Nos andares inferiores da sociedade, aqueles com os quais
em geral menos nos incomodamos, já é usual ver esse comportamento.
Pouca gente se incomoda – muita gente aprova – que a polícia invada
barracos aos pontapés, sem mandado e tantas vezes sem outro motivo senão
demonstrar a própria forca. Pode demonstrar a força, mas desmancha a
autoridade. Deixa de ser vista como a ordem legitimada e passa a ser
igualada aos seus adversários (aparentes?), os criminosos.

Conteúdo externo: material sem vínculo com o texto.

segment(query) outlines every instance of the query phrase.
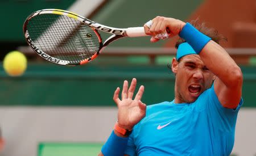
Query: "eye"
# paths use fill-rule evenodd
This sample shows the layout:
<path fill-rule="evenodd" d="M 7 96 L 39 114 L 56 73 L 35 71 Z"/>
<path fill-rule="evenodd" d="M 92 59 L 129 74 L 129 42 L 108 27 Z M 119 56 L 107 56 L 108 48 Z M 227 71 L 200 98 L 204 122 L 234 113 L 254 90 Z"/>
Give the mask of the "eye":
<path fill-rule="evenodd" d="M 208 69 L 207 67 L 204 67 L 203 68 L 203 70 L 204 70 L 204 71 L 209 71 L 209 69 Z"/>
<path fill-rule="evenodd" d="M 187 66 L 189 69 L 194 69 L 196 68 L 196 66 L 193 65 L 187 65 Z"/>

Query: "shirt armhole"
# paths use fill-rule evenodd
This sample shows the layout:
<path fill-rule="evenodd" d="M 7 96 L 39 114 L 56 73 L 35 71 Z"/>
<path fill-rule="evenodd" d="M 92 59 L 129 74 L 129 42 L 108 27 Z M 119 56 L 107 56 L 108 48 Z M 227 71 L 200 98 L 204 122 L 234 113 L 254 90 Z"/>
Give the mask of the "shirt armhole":
<path fill-rule="evenodd" d="M 221 104 L 221 103 L 220 102 L 218 99 L 218 96 L 217 96 L 217 94 L 215 92 L 214 88 L 214 85 L 212 86 L 212 87 L 210 88 L 210 94 L 212 95 L 212 98 L 213 100 L 214 103 L 216 104 L 216 107 L 218 108 L 218 109 L 224 109 L 225 111 L 228 111 L 230 112 L 236 112 L 239 111 L 240 109 L 240 107 L 243 103 L 243 100 L 242 98 L 241 98 L 240 102 L 239 102 L 238 105 L 237 106 L 237 108 L 234 109 L 231 109 L 231 108 L 228 108 L 223 107 L 223 106 Z"/>

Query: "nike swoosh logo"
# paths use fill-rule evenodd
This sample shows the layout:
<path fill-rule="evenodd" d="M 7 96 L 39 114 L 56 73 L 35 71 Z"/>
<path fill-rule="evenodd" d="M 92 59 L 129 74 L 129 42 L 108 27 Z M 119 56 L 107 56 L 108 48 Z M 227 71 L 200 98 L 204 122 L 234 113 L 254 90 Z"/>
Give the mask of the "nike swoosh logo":
<path fill-rule="evenodd" d="M 172 122 L 172 121 L 171 121 L 171 122 L 170 122 L 170 123 L 168 123 L 167 124 L 165 124 L 165 125 L 162 125 L 162 126 L 161 126 L 160 125 L 159 125 L 158 127 L 158 129 L 162 129 L 163 128 L 164 128 L 164 127 L 167 127 L 168 125 L 169 125 L 170 124 L 171 124 L 171 122 Z"/>

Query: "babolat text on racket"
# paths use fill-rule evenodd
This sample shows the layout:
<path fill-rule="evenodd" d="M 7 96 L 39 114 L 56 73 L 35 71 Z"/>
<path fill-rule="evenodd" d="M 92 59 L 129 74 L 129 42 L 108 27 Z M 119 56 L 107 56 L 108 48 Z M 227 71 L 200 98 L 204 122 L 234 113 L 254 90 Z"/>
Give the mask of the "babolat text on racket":
<path fill-rule="evenodd" d="M 102 43 L 101 31 L 113 35 Z M 23 32 L 27 43 L 35 53 L 61 65 L 88 63 L 119 38 L 147 36 L 143 27 L 110 27 L 59 9 L 33 12 L 26 20 Z"/>

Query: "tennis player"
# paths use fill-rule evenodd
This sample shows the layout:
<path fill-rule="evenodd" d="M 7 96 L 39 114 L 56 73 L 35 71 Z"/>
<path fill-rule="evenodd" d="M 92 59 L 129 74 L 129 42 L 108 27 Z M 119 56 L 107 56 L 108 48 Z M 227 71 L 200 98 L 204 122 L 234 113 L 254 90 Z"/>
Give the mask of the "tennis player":
<path fill-rule="evenodd" d="M 99 155 L 229 155 L 232 150 L 243 77 L 218 45 L 223 39 L 204 24 L 157 16 L 145 24 L 152 42 L 179 35 L 171 70 L 175 98 L 146 107 L 136 79 L 125 81 L 113 99 L 118 122 Z"/>

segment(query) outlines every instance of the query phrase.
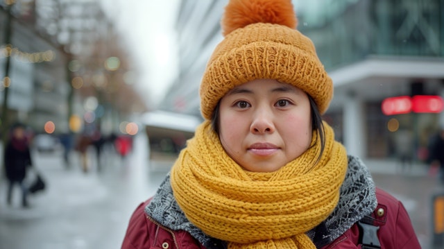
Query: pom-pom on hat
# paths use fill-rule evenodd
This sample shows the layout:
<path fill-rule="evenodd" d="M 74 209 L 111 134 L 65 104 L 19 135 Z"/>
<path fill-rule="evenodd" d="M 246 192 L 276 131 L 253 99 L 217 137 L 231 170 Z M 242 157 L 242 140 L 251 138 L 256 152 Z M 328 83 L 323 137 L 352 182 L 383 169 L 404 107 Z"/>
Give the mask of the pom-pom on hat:
<path fill-rule="evenodd" d="M 327 110 L 333 83 L 311 41 L 298 31 L 291 0 L 230 0 L 221 26 L 225 38 L 212 55 L 200 83 L 200 112 L 211 119 L 219 100 L 258 78 L 275 79 L 309 94 Z"/>

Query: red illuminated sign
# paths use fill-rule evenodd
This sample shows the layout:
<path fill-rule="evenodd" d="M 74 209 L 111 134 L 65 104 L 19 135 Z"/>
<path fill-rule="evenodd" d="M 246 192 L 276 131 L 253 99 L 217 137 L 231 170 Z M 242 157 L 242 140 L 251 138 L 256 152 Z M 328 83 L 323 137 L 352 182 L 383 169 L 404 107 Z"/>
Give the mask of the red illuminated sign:
<path fill-rule="evenodd" d="M 409 113 L 439 113 L 444 109 L 444 101 L 439 96 L 416 95 L 387 98 L 382 101 L 382 112 L 386 115 Z"/>
<path fill-rule="evenodd" d="M 382 108 L 386 115 L 409 113 L 411 112 L 411 98 L 409 96 L 387 98 L 382 101 Z"/>
<path fill-rule="evenodd" d="M 444 103 L 439 96 L 416 95 L 411 98 L 412 111 L 417 113 L 439 113 L 443 111 Z"/>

Quando indivíduos e mesmo frações organizadas dentro das
corporações de segurança assim se comportam, eles não erguem a imagem
dessas corporações. Eles a rebaixam. O resultado dessa escalada é a
desintegração das instituições da ordem – espinha dorsal do Estado. A
quem interessa que um Estado se desmanche e uma nação se desfaça? A quem
aproveita? – perguntam os advogados quando diante de um crime sem
culpado à vista.
Os personagens desses atos estapafúrdios podem ser
movidos pela sua imaturidade, pela sua ambição desmedida, apenas isso.
Ou não. De qualquer modo, com esses atos não promovem a lei. Eles a
lançam na sarjeta e no pântano. E ali, ela é disputada pelos crocodilos.

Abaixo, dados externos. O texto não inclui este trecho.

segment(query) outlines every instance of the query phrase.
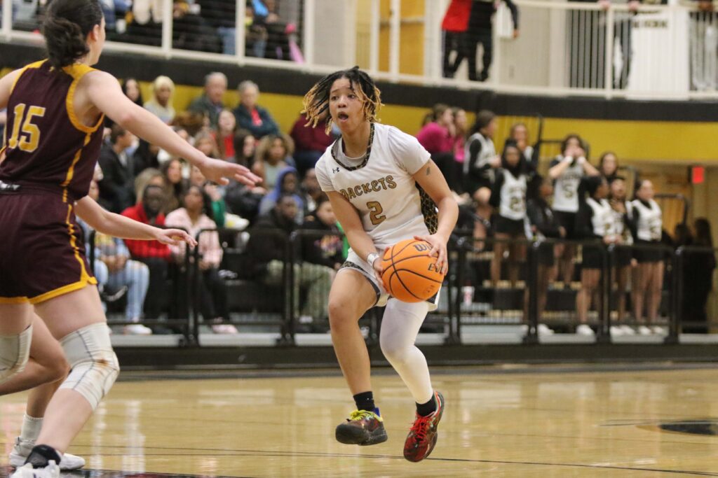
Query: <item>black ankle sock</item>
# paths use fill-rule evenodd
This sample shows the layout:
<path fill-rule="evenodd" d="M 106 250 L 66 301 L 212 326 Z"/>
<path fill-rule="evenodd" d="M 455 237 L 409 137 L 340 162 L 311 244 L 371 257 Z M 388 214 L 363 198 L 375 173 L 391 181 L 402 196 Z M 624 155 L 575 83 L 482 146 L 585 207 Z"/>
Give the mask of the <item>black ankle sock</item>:
<path fill-rule="evenodd" d="M 374 411 L 374 394 L 371 391 L 362 392 L 354 396 L 354 403 L 357 404 L 357 410 Z"/>
<path fill-rule="evenodd" d="M 52 446 L 37 445 L 27 455 L 25 463 L 29 463 L 33 468 L 45 468 L 50 464 L 50 460 L 55 460 L 55 464 L 60 464 L 60 454 Z"/>
<path fill-rule="evenodd" d="M 437 396 L 432 395 L 432 399 L 426 403 L 416 403 L 416 413 L 421 416 L 427 416 L 437 411 Z"/>

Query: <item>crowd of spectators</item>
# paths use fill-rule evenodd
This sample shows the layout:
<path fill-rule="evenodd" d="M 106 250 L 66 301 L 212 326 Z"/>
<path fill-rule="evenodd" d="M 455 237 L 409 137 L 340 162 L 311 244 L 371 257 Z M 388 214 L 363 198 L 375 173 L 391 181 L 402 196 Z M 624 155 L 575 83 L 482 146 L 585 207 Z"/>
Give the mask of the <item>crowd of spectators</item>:
<path fill-rule="evenodd" d="M 329 285 L 346 257 L 348 245 L 338 235 L 340 226 L 321 191 L 314 166 L 337 132 L 327 130 L 326 125 L 308 127 L 306 118 L 297 112 L 290 134 L 284 133 L 261 105 L 258 85 L 248 80 L 239 84 L 240 102 L 230 110 L 223 102 L 227 78 L 219 72 L 207 76 L 204 91 L 187 111 L 172 107 L 174 85 L 167 77 L 153 82 L 151 97 L 146 101 L 134 79 L 125 79 L 122 85 L 129 98 L 172 125 L 178 135 L 209 156 L 250 168 L 262 182 L 253 187 L 236 181 L 226 186 L 210 183 L 182 158 L 139 140 L 108 121 L 93 197 L 109 211 L 160 226 L 182 227 L 195 236 L 215 228 L 246 230 L 248 241 L 243 246 L 246 260 L 240 274 L 269 287 L 283 280 L 283 254 L 290 234 L 302 229 L 323 231 L 302 240 L 294 275 L 295 297 L 302 297 L 295 313 L 305 323 L 325 319 Z M 420 126 L 419 142 L 442 170 L 461 205 L 457 228 L 468 231 L 492 254 L 485 279 L 493 288 L 517 287 L 520 271 L 526 267 L 522 241 L 573 239 L 617 246 L 666 242 L 651 181 L 637 181 L 631 187 L 628 180 L 636 178 L 623 176 L 616 154 L 604 152 L 592 161 L 589 145 L 579 135 L 567 135 L 559 154 L 541 168 L 541 145 L 531 143 L 527 125 L 511 125 L 508 137 L 500 141 L 497 118 L 490 111 L 479 111 L 470 126 L 465 110 L 438 104 Z M 627 197 L 627 190 L 634 191 L 633 198 Z M 694 231 L 685 228 L 676 233 L 681 245 L 710 245 L 709 224 L 704 219 L 696 221 Z M 492 241 L 482 242 L 489 236 Z M 182 248 L 157 242 L 120 242 L 101 234 L 95 235 L 94 241 L 88 247 L 94 250 L 93 267 L 103 297 L 108 303 L 126 297 L 126 333 L 151 333 L 151 329 L 137 323 L 142 317 L 178 313 L 182 305 L 170 304 L 168 311 L 167 277 L 174 269 L 182 271 L 193 257 L 187 257 Z M 595 250 L 595 247 L 570 244 L 541 248 L 539 315 L 549 284 L 567 290 L 580 288 L 576 298 L 577 332 L 594 333 L 587 314 L 597 302 L 594 292 L 601 264 Z M 223 254 L 217 233 L 200 234 L 199 262 L 192 264 L 199 271 L 200 285 L 195 306 L 215 333 L 235 333 L 236 328 L 229 323 L 225 287 L 225 279 L 231 274 L 222 270 Z M 656 322 L 663 262 L 640 252 L 624 254 L 619 259 L 615 280 L 617 290 L 625 293 L 618 295 L 612 332 L 661 333 Z M 581 264 L 579 277 L 574 272 L 577 264 Z M 686 300 L 686 313 L 704 320 L 715 261 L 697 261 L 696 267 L 705 269 L 701 284 L 707 286 L 690 287 L 689 294 L 699 297 L 696 300 L 691 295 Z M 686 280 L 693 283 L 696 277 L 686 277 Z M 625 323 L 629 291 L 633 328 Z M 541 330 L 550 333 L 545 326 Z"/>
<path fill-rule="evenodd" d="M 515 288 L 521 268 L 526 271 L 527 241 L 561 242 L 539 249 L 538 315 L 546 308 L 549 284 L 575 292 L 576 332 L 592 335 L 595 331 L 589 325 L 588 315 L 592 307 L 600 307 L 601 249 L 612 244 L 616 249 L 612 277 L 617 299 L 612 334 L 664 333 L 657 322 L 666 256 L 651 247 L 693 244 L 694 235 L 701 237 L 698 244 L 710 246 L 708 221 L 697 219 L 695 233 L 679 224 L 686 230 L 676 234 L 679 240 L 673 240 L 663 230 L 651 181 L 641 178 L 635 170 L 622 168 L 615 153 L 604 152 L 597 161 L 592 161 L 586 140 L 571 134 L 561 142 L 559 154 L 541 168 L 541 144 L 531 144 L 531 132 L 525 123 L 511 125 L 508 138 L 500 143 L 497 130 L 497 119 L 490 111 L 479 111 L 475 124 L 467 128 L 463 110 L 438 104 L 427 114 L 417 135 L 461 204 L 458 228 L 472 236 L 480 249 L 491 252 L 488 277 L 473 277 L 472 283 L 485 279 L 493 290 Z M 630 188 L 632 198 L 627 193 L 630 181 L 635 182 Z M 492 240 L 485 242 L 488 236 Z M 685 318 L 702 322 L 704 329 L 715 260 L 711 253 L 688 255 L 691 264 L 701 271 L 697 275 L 701 285 L 692 287 L 690 297 L 684 301 Z M 577 264 L 580 264 L 579 275 L 574 273 Z M 686 280 L 694 284 L 697 275 Z M 630 326 L 627 296 L 631 304 Z M 528 295 L 525 302 L 526 317 Z M 539 332 L 553 333 L 543 324 Z"/>
<path fill-rule="evenodd" d="M 187 257 L 184 247 L 92 236 L 94 242 L 88 247 L 93 251 L 103 299 L 111 304 L 124 297 L 120 303 L 126 303 L 123 331 L 149 334 L 168 330 L 138 322 L 143 317 L 159 319 L 179 313 L 181 306 L 168 305 L 163 297 L 167 295 L 167 278 L 172 271 L 179 271 L 181 277 L 190 264 L 198 271 L 195 307 L 204 323 L 217 333 L 236 333 L 230 323 L 225 284 L 233 273 L 228 275 L 222 270 L 223 250 L 218 233 L 204 231 L 222 227 L 248 231 L 248 241 L 243 244 L 246 267 L 239 273 L 243 279 L 268 287 L 281 284 L 289 234 L 303 229 L 325 231 L 302 241 L 302 260 L 294 275 L 297 295 L 303 298 L 297 313 L 305 323 L 325 319 L 329 285 L 347 247 L 338 235 L 339 225 L 319 187 L 314 166 L 334 140 L 334 133 L 321 126 L 307 127 L 302 115 L 290 135 L 283 133 L 259 104 L 259 88 L 251 81 L 238 85 L 240 102 L 230 110 L 223 102 L 228 85 L 222 73 L 208 75 L 202 93 L 183 112 L 172 107 L 174 85 L 167 77 L 153 82 L 151 97 L 146 101 L 134 78 L 123 80 L 122 86 L 128 97 L 172 125 L 177 135 L 206 155 L 243 164 L 262 178 L 255 187 L 236 181 L 218 186 L 182 158 L 107 122 L 93 196 L 108 210 L 135 220 L 183 228 L 199 242 L 198 263 L 194 264 L 194 255 Z M 89 231 L 86 237 L 89 240 Z M 233 274 L 237 275 L 237 271 Z"/>

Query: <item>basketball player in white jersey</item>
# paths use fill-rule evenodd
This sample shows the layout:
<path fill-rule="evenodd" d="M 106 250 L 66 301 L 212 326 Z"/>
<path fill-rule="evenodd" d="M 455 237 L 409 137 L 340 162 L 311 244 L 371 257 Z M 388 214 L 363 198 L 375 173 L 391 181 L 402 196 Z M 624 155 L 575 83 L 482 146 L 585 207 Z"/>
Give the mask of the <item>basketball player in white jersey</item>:
<path fill-rule="evenodd" d="M 434 449 L 444 411 L 444 398 L 432 386 L 426 358 L 414 345 L 437 299 L 409 304 L 388 297 L 381 285 L 379 254 L 399 241 L 421 239 L 431 244 L 428 254 L 436 257 L 437 267 L 446 271 L 447 242 L 458 206 L 416 139 L 376 123 L 381 105 L 373 81 L 356 67 L 325 77 L 304 97 L 311 123 L 316 126 L 329 115 L 328 125 L 336 124 L 342 133 L 315 168 L 351 246 L 332 285 L 329 320 L 337 358 L 357 409 L 335 433 L 339 441 L 350 444 L 387 439 L 358 326 L 364 312 L 386 302 L 380 344 L 416 403 L 404 453 L 406 459 L 419 462 Z"/>
<path fill-rule="evenodd" d="M 640 181 L 635 191 L 635 199 L 631 203 L 635 218 L 636 245 L 658 244 L 661 243 L 663 231 L 663 213 L 661 206 L 653 200 L 653 184 L 650 181 Z M 633 253 L 638 266 L 635 269 L 633 287 L 633 314 L 640 325 L 638 333 L 648 335 L 653 332 L 660 333 L 663 330 L 653 326 L 661 305 L 661 290 L 663 285 L 663 252 L 651 250 L 643 247 Z M 643 317 L 643 306 L 646 310 L 646 320 Z"/>
<path fill-rule="evenodd" d="M 518 279 L 518 262 L 526 255 L 526 160 L 516 142 L 506 141 L 501 156 L 501 168 L 496 171 L 489 204 L 498 209 L 494 219 L 494 256 L 491 260 L 491 283 L 496 287 L 501 274 L 501 261 L 508 251 L 508 278 L 511 287 Z M 504 241 L 511 241 L 505 242 Z"/>
<path fill-rule="evenodd" d="M 609 180 L 609 187 L 611 192 L 608 202 L 613 213 L 613 233 L 621 238 L 622 246 L 616 248 L 614 254 L 615 280 L 618 292 L 616 307 L 618 316 L 614 325 L 611 325 L 611 335 L 633 335 L 635 333 L 633 329 L 624 323 L 624 320 L 629 273 L 631 266 L 635 265 L 635 259 L 633 259 L 633 251 L 630 248 L 633 244 L 633 236 L 635 234 L 633 205 L 630 201 L 626 201 L 626 185 L 623 178 L 614 176 L 612 181 Z"/>
<path fill-rule="evenodd" d="M 576 295 L 576 311 L 580 322 L 576 328 L 576 333 L 582 335 L 594 335 L 587 322 L 591 301 L 600 283 L 605 254 L 603 244 L 620 241 L 613 234 L 613 214 L 606 199 L 608 191 L 608 183 L 601 176 L 584 178 L 578 191 L 579 211 L 576 216 L 575 236 L 596 243 L 583 247 L 581 290 Z"/>
<path fill-rule="evenodd" d="M 598 171 L 586 159 L 583 142 L 578 135 L 569 135 L 561 144 L 561 154 L 551 162 L 549 177 L 554 180 L 554 211 L 559 223 L 566 229 L 566 239 L 574 239 L 576 214 L 579 210 L 578 188 L 584 176 L 597 176 Z M 576 246 L 564 244 L 559 269 L 565 287 L 573 280 L 574 256 Z"/>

Crocodilos que falam – ou não – o idioma nacional. São eles que
espreitam, sombrios, salivando para abocanhar o que sobra da operação de
desmanche.
A reversão desse processo exige bem mais do que agentes
salvadores – fardados ou não. Um “resgate” dessa natureza seria
aprofundar o mal. O quadro exige um reencontro da nação consigo mesma –
reorganizando o pacto de convivência em condições mais justas e
equilibradas, menos vulnerável ao desespero e à incerteza. Um pacto
tutelado foi constituído sob o medo da chamada transição politica. Esse
ciclo revela seu limite.
É preciso um esforço de cidadania, se não quisermos
voltar à condição de colônia ou ao estatuto de terra de ninguém e,
portanto, alvo de todos os abutres do mundo. Na história contemporânea
processos como esses costumam ser chamados de Assembleias Constituintes.
O Brasil foi descoberto há pouco mais de 500 anos. Precisa ser
refundado. Não por acaso, nem por vontade de um rei. Por uma decisão
soberana, do único soberano aceitável em uma democracia.